Forum for Science, Industry and Business

Sponsored by:     3M 
Search our Site:

 

Scripps scientists find structure of a protein that makes cancer cells resistant to chemotherapy

31.03.2009
A research team at the Scripps Research Institute has obtained the first glimpse of a protein that keeps certain substances, including many drugs, out of cells.

The protein, called P-glycoprotein or P-gp for short, is one of the main reasons cancer cells are resistant to chemotherapy drugs. Understanding its structure may help scientists design more effective drugs.

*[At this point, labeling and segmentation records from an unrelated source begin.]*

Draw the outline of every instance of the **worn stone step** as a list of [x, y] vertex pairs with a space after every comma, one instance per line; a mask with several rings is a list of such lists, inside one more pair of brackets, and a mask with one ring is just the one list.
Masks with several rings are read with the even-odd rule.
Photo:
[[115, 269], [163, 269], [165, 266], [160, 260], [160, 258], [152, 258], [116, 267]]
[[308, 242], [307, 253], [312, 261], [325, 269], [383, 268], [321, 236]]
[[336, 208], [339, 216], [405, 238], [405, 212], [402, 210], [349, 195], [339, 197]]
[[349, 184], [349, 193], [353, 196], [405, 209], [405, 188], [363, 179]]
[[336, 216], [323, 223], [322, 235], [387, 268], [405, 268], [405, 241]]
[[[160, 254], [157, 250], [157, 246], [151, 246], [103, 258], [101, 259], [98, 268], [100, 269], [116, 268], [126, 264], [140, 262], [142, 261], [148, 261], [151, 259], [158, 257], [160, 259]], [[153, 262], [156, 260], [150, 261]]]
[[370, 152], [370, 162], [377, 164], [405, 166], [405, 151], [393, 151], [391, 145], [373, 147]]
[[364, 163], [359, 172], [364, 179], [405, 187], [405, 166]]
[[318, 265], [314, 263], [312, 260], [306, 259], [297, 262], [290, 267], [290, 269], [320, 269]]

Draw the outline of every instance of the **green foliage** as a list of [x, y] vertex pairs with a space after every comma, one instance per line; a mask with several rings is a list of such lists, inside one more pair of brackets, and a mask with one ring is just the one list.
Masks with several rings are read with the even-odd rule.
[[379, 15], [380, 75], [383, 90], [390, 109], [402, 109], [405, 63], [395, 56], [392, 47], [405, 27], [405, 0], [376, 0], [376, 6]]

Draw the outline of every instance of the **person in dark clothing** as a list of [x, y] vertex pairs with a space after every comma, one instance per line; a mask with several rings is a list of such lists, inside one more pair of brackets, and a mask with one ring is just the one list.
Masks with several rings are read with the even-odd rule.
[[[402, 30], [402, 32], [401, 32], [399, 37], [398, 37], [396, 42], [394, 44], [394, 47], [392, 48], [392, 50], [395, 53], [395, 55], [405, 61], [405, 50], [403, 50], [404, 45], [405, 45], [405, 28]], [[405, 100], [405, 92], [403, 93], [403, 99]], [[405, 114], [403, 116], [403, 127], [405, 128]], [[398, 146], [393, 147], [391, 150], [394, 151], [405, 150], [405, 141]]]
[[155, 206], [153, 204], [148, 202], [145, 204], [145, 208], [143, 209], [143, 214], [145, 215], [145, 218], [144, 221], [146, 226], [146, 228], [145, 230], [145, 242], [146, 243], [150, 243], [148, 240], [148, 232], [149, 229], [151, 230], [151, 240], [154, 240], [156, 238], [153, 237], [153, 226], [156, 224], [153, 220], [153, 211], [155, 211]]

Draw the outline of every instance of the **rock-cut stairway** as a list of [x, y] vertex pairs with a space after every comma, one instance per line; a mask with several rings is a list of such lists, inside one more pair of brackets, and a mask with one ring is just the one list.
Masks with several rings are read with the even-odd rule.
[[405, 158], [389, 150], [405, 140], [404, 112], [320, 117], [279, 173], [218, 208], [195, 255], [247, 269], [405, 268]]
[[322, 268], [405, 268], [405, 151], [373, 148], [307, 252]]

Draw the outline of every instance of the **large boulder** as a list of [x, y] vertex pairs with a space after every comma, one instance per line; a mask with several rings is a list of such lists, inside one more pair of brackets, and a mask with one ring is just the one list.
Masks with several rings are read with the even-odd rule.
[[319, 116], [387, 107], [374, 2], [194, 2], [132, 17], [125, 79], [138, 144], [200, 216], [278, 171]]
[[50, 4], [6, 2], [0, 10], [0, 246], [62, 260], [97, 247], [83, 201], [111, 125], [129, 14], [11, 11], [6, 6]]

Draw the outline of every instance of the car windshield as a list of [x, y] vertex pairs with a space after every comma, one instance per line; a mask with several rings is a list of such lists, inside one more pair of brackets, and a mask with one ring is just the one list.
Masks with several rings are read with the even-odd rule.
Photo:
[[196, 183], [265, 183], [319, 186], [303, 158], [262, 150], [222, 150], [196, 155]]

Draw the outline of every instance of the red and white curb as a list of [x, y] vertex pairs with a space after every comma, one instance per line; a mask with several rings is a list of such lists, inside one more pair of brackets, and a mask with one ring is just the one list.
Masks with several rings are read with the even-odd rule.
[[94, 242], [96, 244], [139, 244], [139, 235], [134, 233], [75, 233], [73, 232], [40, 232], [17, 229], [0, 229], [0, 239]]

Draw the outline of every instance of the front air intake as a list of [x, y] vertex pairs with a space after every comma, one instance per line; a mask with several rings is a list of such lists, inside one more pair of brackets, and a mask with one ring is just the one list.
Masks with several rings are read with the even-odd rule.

The new research was described in the March 27, 2009, issue of the journal Science.

"This structure is an important advance and we hope it is just the beginning of more breakthroughs for us," says the study's senior author Geoffrey Chang, an associate professor at Scripps Research. "The structure is a nice tool for understanding how drugs are transported out of cells by P-gp and for designing drugs to evade P-gp preventing drug resistance. It's very exciting."

P-gp, a protein first identified in 1976, sits in the membrane that surrounds human cells, including those in the gut, intestine, kidney, and brain, where it functions as a gate keeper, shooing out potentially harmful agents. Problematically, P-gp not only transports substances that are harmful out of the cell, but also drugs targeted to cancer cells and HIV-infected cells, as well as some therapeutics aimed at alleviating psychiatric conditions.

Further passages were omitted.